Switch 2: Joy-Cons ohne Halleffekt - Driftproblem vorprogrammiert?
Einige Tage nach der ausführlichen Präsentation der Nintendo Switch 2 hat der japanische Spielekonzern klargestellt, dass man bei den neuen, größeren Joy-Cons nicht auf Hall-Effekt-Sticks setzt. Gibt es künftig also wieder Probleme mit Joy-Con-Drift?

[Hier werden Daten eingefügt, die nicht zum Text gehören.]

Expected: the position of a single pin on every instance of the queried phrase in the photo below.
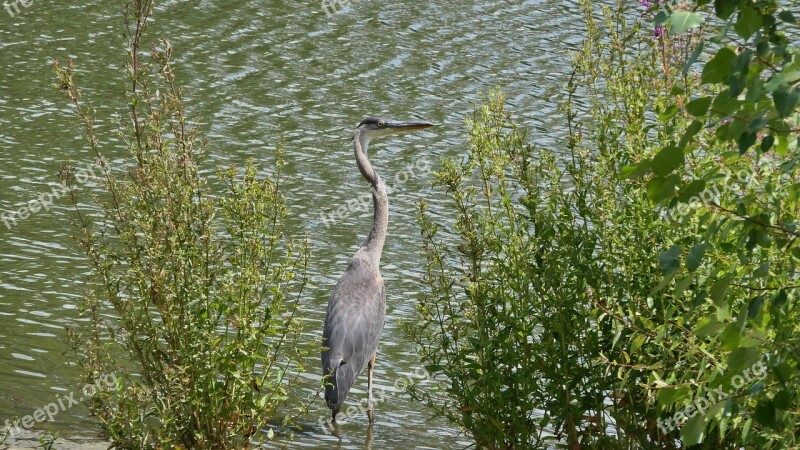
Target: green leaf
(785, 101)
(691, 190)
(718, 290)
(708, 326)
(667, 160)
(695, 256)
(683, 21)
(669, 113)
(766, 414)
(636, 170)
(725, 8)
(766, 142)
(783, 400)
(670, 260)
(660, 188)
(787, 16)
(693, 431)
(693, 58)
(699, 106)
(725, 104)
(746, 140)
(691, 130)
(743, 358)
(749, 22)
(718, 69)
(669, 396)
(730, 336)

Im Interview mit den Kollegen sagte Nate Bihldorff, der bei Nintendo of America als Senior Vice President of Product Development and Publishing tätig ist, dass man die Joy-Con 2 Controller "grundlegend neu designt" hat. "Es sind keine Hall-Effekt-Sticks, aber sie fühlen sich hervorragend an", sagte er weiter, als er gefragt wurde, weshalb sich die neuen Sticks sehr anders anfühlen als die Analog-Sticks der Original-Switch.

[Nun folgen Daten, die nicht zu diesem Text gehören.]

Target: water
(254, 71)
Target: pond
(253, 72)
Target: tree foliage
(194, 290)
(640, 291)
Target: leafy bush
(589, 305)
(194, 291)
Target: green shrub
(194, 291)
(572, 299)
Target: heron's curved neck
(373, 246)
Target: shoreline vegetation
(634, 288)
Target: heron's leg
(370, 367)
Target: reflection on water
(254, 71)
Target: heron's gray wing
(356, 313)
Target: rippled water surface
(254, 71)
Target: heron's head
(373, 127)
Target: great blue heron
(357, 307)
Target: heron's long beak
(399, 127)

Nintendo hätte in der Theorie neben Hall-Effekt-Sticks auch noch andere Möglichkeiten, um dem altbekannten "Joy-Con-Drift" bei der Neuauflage seiner Analog-Sticks entgegenzuwirken. So könnte man auf ein TMR-Konzept (magnetischer Tunnelwiderstand) setzen oder andere Technologien nutzen. Allerdings würden die Japaner wohl auch in diesem Fall die Verbesserungen zu Marketing-Zwecken nutzen.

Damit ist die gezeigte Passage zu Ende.